Researchers are using data to learn about cancer, cardiovascular disease, diabetes, macular degeneration, Parkinson’s, posttraumatic stress disorder, osteoarthritis, suicide prevention and a host of other health concerns.

It’s hoped the research can lead to new and improved treatments, with fewer side effects.

The program is administered in Fargo by Kevin Krettner, a Navy veteran who for 20 years was an academic adviser at North Dakota State University. Kevin himself is also a volunteer in the program. In fact, the blood he submitted and analyzed in the program led to the discover that he has a rare blood disease, one that could have resulted in serious consequences for him had it not been found. Funny how things work out.

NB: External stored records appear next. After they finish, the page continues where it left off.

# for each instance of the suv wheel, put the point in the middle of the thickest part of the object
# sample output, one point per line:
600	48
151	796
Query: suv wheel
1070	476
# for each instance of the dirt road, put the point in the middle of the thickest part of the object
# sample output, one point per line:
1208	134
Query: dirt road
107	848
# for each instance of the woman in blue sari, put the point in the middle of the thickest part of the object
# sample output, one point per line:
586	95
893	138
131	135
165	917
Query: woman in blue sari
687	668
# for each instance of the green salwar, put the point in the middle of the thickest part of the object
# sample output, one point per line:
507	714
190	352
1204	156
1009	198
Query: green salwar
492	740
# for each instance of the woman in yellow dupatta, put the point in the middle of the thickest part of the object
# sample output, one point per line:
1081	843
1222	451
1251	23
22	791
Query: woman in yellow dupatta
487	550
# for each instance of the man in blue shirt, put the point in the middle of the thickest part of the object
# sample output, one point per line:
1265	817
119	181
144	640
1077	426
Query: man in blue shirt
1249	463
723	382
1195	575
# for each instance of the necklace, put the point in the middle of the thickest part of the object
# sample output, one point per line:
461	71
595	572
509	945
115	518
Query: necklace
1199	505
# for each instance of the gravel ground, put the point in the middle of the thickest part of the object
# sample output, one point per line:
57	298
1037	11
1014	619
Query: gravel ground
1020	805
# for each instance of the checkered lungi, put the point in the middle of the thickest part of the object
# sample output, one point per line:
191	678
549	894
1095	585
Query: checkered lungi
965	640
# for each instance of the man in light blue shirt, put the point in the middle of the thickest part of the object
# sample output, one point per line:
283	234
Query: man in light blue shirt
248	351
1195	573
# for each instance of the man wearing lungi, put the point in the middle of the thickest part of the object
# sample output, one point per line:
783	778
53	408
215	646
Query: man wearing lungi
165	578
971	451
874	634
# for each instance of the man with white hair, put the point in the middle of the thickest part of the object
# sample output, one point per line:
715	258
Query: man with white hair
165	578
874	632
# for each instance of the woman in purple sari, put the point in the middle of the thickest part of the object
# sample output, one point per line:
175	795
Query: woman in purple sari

The MVP program was approved for the Fargo VA a couple of years ago. The pandemic shut it down for a time. Now it’s back.

Kevin explained the program to me and then had me sign a couple of consent forms. He told my medical information would not be shared anywhere else and that the VA is not looking to make “super soldiers” using DNA like mine, despite what some people may suspect.

Then he shut the door to his office, slapped a Be Back Soon sign on his door and walked me down to the VA’s blood lab, where I was to offer up some of mine. At home a few weeks earlier, I had filled out a questionnaire about my medical history. I’ll get another one in the mail in a few months.

The lab tech commented on the martini-flavored tropical shirt I was wearing that day. She told me she was once a bartender in Wyoming and that the only thing she liked about martinis were the olives.

Blood drawn, Kevin showed me to the VA’s front door, where he asked if I needed a lunch suggestion. (The VA doesn’t provide meal or gas money.) He offered up The Shack on Broadway, a few blocks away. It being Wednesday, it was chocolate cake day.

The MVP program is likely to go on and on, long after I’m gone — 50 or 60 years even.

More than content following my steak sandwich and with the day’s very last piece of The Shack’s famous chocolate cake safely tucked away in a styrofoam container in the back seat, Bob Marley sang to me on satellite radio all the way home.

All in all, it was a very satisfying day. Tomorrow I may fritter away the day watching TV and listening to rock ‘n’ roll, but today I DID something.